Depending on the amount involved in the transaction, you will need unsecured or secured finance from a specialist lender. The typical ceiling for unsecured finance is around £25,000 so most acquisitions will involve secured finance.
Lenders prefer secured finance for larger amounts because the amount is secured against property as a failsafe. This fact means you enjoy lower rates versus unsecured finance which will drive the total cost of purchase down.
Here’s what you need to do to get started:
Get the business valued
To raise finance with any lender you need a solid valuation of the business. Valuating a business is not a simple exercise so should be outsourced to an independent, reputable evaluator. And always, always get a second opinion. Only when you understand the value of the business should you proceed.
Raise your own money
It’s important you know that with any business purchase you need your own money too.

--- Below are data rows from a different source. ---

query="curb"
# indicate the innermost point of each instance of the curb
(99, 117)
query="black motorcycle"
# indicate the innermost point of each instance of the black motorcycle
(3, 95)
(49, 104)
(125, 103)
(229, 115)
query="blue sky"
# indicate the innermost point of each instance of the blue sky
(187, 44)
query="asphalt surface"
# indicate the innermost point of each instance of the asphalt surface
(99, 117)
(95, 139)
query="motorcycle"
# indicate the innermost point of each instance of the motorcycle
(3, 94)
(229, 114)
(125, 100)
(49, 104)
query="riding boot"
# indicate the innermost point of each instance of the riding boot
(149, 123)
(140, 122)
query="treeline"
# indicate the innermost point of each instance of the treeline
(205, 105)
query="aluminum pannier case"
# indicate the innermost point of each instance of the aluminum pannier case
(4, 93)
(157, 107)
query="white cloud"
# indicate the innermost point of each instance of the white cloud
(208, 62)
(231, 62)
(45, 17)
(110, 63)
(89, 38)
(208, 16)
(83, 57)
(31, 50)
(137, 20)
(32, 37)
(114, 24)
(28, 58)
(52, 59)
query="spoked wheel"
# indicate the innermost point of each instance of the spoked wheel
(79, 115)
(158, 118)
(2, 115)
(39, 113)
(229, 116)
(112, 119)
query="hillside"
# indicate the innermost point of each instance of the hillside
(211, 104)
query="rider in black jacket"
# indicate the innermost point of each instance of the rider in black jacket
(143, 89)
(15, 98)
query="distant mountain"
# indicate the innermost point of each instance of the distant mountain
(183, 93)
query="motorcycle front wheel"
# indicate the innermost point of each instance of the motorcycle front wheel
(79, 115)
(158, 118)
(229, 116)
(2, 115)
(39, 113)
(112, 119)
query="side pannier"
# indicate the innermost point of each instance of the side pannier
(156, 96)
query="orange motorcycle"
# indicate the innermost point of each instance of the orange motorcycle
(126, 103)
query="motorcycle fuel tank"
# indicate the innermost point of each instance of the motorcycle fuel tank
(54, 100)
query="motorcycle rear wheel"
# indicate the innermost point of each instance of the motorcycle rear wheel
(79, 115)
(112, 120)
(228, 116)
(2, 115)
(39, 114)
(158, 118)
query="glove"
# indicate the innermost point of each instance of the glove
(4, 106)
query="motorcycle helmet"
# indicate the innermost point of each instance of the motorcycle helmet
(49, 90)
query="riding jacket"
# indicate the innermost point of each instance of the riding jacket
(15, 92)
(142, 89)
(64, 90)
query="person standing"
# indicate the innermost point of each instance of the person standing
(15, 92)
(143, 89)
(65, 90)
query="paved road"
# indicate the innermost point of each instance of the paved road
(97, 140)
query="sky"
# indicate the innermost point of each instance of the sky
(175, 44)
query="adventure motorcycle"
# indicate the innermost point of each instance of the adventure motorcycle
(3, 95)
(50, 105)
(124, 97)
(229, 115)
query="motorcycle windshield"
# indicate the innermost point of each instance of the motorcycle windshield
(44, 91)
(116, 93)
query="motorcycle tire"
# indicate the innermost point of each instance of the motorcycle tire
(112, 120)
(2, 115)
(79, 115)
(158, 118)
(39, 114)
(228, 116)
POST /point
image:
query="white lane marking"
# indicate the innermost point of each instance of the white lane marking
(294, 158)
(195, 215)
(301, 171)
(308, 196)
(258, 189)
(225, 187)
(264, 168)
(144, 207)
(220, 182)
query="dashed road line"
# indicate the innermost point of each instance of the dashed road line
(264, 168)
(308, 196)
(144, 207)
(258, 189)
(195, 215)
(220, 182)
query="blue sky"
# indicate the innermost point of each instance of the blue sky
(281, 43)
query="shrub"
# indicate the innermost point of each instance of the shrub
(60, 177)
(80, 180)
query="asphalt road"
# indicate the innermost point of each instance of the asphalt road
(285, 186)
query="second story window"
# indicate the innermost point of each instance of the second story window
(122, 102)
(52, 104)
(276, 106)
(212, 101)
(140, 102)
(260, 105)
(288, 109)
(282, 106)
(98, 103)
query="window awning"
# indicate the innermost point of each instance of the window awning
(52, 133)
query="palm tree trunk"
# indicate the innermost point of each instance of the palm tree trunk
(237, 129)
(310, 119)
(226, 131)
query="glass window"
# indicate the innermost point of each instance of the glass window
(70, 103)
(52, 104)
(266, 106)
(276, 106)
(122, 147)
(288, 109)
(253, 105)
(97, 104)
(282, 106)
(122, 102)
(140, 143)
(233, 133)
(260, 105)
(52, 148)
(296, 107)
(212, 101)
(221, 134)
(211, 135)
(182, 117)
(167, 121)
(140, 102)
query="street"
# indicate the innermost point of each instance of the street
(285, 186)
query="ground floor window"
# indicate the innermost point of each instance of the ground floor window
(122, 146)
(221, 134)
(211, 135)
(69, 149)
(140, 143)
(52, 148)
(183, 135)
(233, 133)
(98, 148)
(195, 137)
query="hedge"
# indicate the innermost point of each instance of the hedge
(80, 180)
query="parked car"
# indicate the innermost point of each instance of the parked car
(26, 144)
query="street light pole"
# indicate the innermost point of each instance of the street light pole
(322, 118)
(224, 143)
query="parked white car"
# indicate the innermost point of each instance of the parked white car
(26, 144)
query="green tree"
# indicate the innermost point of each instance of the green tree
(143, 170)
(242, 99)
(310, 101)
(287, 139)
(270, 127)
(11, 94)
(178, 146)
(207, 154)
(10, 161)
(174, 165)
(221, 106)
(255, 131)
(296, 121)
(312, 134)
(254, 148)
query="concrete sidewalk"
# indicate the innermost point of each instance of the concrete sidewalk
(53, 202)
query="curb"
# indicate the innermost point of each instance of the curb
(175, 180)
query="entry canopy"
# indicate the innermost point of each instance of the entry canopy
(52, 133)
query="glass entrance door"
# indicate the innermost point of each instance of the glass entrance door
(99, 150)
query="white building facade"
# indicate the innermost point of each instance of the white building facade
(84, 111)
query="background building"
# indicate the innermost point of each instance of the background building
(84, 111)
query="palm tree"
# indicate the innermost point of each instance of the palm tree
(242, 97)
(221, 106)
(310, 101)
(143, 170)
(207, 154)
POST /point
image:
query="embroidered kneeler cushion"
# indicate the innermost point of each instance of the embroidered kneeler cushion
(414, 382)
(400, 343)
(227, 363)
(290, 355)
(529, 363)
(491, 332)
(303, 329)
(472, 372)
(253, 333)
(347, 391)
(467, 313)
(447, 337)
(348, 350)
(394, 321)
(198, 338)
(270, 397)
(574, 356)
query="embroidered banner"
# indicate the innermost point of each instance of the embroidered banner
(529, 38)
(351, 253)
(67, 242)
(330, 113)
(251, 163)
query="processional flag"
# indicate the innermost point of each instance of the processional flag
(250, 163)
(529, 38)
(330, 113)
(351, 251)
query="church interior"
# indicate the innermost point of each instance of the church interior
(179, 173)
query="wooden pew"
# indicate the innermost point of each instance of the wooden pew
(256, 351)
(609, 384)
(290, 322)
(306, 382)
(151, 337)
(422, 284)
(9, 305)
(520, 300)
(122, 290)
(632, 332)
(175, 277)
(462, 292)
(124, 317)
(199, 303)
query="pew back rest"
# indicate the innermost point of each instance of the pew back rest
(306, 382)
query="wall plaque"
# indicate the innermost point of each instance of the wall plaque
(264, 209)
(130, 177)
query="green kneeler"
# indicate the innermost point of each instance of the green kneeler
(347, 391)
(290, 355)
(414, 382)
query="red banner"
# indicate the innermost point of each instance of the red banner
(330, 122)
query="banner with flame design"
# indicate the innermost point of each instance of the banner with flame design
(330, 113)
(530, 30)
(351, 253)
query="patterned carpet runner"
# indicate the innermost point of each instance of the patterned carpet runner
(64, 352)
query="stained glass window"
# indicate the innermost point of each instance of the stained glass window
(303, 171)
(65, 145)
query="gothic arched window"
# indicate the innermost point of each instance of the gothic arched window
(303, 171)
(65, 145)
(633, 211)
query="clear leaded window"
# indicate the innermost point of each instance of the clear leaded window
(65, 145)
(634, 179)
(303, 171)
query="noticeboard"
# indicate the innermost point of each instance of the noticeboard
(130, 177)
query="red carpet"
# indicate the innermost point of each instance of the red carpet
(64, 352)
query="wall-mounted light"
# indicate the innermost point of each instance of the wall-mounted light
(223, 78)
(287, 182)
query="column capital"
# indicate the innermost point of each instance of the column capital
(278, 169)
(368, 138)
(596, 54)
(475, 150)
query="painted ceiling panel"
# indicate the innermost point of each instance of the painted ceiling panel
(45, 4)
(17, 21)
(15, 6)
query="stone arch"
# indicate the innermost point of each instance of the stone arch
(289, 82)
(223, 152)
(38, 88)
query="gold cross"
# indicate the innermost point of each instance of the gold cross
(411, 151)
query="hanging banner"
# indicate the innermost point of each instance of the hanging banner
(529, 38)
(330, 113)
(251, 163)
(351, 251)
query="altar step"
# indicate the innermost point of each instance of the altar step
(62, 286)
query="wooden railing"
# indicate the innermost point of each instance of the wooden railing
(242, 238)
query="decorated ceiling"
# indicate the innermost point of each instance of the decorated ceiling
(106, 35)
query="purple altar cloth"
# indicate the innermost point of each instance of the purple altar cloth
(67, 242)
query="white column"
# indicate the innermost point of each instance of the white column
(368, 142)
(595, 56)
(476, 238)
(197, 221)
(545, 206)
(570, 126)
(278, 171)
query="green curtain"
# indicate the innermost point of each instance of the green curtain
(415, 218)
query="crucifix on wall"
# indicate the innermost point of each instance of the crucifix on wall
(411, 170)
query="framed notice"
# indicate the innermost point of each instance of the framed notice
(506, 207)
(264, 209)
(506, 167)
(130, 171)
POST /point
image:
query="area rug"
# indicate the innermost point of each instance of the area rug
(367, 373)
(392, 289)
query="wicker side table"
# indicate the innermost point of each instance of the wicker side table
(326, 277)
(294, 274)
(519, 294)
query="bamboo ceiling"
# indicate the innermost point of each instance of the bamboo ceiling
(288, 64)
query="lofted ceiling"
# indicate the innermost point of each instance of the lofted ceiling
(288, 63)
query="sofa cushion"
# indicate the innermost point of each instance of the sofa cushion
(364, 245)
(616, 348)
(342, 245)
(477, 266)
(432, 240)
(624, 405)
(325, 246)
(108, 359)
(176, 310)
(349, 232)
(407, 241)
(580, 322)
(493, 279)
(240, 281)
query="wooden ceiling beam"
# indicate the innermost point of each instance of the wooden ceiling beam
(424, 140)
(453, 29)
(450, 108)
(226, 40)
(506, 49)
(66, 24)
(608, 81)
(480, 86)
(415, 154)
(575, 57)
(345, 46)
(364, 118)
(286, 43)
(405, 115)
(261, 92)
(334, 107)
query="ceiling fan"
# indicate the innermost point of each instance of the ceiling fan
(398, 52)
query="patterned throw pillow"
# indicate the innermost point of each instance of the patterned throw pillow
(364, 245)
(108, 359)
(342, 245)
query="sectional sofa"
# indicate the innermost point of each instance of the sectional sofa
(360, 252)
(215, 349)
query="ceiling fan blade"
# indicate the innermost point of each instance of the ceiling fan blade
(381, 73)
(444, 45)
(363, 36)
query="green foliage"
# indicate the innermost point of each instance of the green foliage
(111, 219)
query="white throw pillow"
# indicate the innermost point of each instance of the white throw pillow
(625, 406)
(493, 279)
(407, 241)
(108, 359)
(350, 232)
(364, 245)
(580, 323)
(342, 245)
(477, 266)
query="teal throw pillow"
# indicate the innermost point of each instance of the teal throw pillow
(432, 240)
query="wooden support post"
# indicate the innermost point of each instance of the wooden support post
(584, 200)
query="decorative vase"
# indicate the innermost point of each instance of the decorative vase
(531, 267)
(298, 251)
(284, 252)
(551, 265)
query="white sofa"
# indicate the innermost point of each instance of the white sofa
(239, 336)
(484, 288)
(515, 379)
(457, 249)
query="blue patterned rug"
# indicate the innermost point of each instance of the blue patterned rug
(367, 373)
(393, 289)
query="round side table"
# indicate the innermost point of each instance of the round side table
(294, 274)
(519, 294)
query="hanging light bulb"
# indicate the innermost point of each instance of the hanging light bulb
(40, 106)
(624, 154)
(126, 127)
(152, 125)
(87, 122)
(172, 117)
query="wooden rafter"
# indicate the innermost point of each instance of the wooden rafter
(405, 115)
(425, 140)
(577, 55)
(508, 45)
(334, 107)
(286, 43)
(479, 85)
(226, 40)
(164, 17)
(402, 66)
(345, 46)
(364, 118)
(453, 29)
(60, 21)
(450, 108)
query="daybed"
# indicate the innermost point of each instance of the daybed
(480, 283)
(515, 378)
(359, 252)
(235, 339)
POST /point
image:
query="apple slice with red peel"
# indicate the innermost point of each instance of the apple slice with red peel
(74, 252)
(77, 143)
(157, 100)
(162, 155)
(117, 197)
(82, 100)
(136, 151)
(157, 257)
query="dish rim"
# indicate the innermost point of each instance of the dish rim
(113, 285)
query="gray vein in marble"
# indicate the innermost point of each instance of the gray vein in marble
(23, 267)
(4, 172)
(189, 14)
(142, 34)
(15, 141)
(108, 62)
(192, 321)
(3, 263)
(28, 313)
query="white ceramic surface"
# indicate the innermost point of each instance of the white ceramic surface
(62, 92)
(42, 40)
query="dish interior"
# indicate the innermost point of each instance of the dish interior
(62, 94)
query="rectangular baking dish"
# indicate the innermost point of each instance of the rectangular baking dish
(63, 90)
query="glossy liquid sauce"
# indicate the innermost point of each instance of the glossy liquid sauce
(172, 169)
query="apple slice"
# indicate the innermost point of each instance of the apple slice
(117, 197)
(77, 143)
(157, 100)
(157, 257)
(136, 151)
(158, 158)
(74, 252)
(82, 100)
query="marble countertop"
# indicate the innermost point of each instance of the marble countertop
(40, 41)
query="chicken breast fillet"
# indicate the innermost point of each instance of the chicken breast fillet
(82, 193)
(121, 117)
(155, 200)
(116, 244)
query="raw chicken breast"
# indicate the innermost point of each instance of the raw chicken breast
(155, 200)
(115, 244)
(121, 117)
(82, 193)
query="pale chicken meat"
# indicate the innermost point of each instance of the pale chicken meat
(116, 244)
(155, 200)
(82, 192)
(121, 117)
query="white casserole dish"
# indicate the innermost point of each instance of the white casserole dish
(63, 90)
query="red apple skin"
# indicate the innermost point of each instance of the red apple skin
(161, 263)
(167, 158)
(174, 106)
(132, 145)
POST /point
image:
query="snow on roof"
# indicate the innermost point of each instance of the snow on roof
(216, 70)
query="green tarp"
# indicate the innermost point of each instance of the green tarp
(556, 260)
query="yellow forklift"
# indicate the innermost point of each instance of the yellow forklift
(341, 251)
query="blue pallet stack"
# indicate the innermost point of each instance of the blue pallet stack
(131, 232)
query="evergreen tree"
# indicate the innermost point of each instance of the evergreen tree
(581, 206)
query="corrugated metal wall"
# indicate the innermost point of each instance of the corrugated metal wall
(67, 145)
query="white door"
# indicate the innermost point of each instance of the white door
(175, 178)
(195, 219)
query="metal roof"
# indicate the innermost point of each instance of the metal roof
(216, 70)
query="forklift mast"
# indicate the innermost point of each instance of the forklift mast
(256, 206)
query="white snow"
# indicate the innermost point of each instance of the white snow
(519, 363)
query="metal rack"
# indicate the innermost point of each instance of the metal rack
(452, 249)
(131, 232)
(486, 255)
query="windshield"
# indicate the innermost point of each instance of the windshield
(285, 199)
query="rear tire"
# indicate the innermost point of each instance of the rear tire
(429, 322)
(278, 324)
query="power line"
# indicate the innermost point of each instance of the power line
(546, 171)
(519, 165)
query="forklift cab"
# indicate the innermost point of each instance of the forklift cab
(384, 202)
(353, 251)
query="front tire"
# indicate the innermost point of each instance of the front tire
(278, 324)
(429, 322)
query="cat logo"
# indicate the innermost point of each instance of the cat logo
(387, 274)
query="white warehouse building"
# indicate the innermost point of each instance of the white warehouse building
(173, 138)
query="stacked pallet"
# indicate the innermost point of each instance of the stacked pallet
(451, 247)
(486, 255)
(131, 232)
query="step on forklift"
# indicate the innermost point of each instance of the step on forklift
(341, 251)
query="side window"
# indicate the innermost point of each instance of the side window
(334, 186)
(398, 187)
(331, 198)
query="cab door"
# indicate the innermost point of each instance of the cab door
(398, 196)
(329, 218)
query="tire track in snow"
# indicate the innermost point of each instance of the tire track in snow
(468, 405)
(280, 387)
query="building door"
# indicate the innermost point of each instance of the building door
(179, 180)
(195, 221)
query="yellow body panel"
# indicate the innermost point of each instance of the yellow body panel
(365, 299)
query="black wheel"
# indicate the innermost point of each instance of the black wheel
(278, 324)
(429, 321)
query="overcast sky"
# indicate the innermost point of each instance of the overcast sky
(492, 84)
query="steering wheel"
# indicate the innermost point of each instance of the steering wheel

Lenders are unlikely to fund the whole purchase price. You must assume some of the risk. 30% is the golden figure to aim for – that’s 30% of the total purchase price of the business in question. And the higher the better.
Collect financial information
Lenders will want a high level of insight into the business being purchased. They will want to review the business’s unaudited and audited accounts and review bank statements to determine solvency. Also, they will want to determine the financial status of the group or individuals buying the business. This is necessary for due diligence.
Demonstrate skills and knowledge
Lenders base their lending decisions on risk. Someone who knows what they are doing, either through experience or study, is far less of a risk than someone who doesn’t have any experience or knowledge. A cover note detailing your experience and how it is relevant to a takeover goes a long way to providing reassurance.
Create a professional business plan
Just because you are buying an established business this does not mean it will continue to be successful. To show it will be, a professional business plan is absolutely necessary to answer the lender’s questions and reassure them. You need to explain how funds will be used and how the business will be run. You also need a forecast, profit and loss account, up to date balance sheet and cash flow figures.
Find yourself the best possible finance
The quality of a finance product is determined by the lender, but there are variables you can try negotiating or tweaking to your needs. Fees, rates, payments and early settlement charges are the four variables in question. These differ from lender to lender. Do shop around for the right product but save your applications for the good ones (if you apply for finance too many times in a short period, this can count against you).